England's Euro 2012 hopes are in danger of being wrecked before they have even left for their Krakow base after Frank Lampard was ruled out with a thigh injury.
There was a pessimistic feeling around the Three Lions camp last night over the chances of a scan into the injury Lampard suffered during only his second day of training offering good news.
And so it has proved.
Manager Roy Hodgson has been informed the tear Lampard sustained would not heal in time for the Chelsea midfielder to feature in any of England's three group games, the last of which is against co-hosts Ukraine in Donetsk on April 19.
It left Hodgson with little option other than to tell Lampard he was out.
Subject to UEFA clearance, Liverpool's Jordan Henderson will replace the 33-year-old.
However, that in itself tells only half the story.
With Gareth Barry also ruled out after suffering a stomach strain in Saturday's friendly win over Norway in Oslo, Hodgson has now lost 143 caps from his central midfield resources.
And, because the England coach took what seemed to be the fairly sensible step of replacing Barry with a defender in Phil Jagielka, instead he has Henderson, who was making only his second international appearance in Oslo.
Indeed, Henderson's selection as a standby player was questioned by many given he did not have the best of debut campaigns with Liverpool, even if he was usually played out of position by axed boss Kenny Dalglish.
“It's a huge blow for the team, especially coming after the loss of another senior player in Gareth Barry,” said Hodgson.
“The fact that the doctor cannot guarantee Frank could take part in any of the group matches means we have to replace him in the central midfield area.
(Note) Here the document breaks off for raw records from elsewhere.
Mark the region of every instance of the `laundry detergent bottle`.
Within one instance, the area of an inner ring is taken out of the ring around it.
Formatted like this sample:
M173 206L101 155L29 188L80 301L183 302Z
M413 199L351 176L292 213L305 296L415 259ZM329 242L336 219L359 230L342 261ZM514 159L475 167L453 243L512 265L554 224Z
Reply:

“Apart from it being a huge blow to me and the team, I'm especially disappointed for Frank himself.
“He has been in very good form and was looking forward to the tournament.
“He made a huge contribution towards us qualifying for the Euros so it is cruel to be forced out through injury just before the tournament.”
It puts more significance on the absences of Manchester United duo Michael Carrick and Paul Scholes, although Hodgson last week said the former man didn't want to be selected if he wasn't going to get an integral role and felt the latter was probably of the same opinion.
Nevertheless, today's news puts more weight onto the shoulders of skipper Steven Gerrard, especially as Scott Parker, who will surely partner the Liverpool man in central midfield, only made his comeback from an Achilles injury at the weekend.
Other than Henderson, Hodgson's only other options are Phil Jones - who occupied a central midfield berth in England's momentous win over Spain at Wembley in November - and Manchester City's James Milner, who tends to occupy wider positions.
Considering star striker Wayne Rooney is suspended for England's opening two games, against France and Sweden, they now face a tough task just to retain a chance of qualification going into the Ukraine game, when so much will be demanded of the Manchester United forward.
Long-term, the news could have severe consequences for Lampard's entire international career.
He will be 36 by the time the next World Cup reaches its conclusion and with the likes of Jack Wilshere, Jack Rodwell and Tom Cleverley all keen to pursue their international careers, Lampard's place in the squad to face Moldova and Ukraine next September in the first round of qualifiers cannot be taken for granted.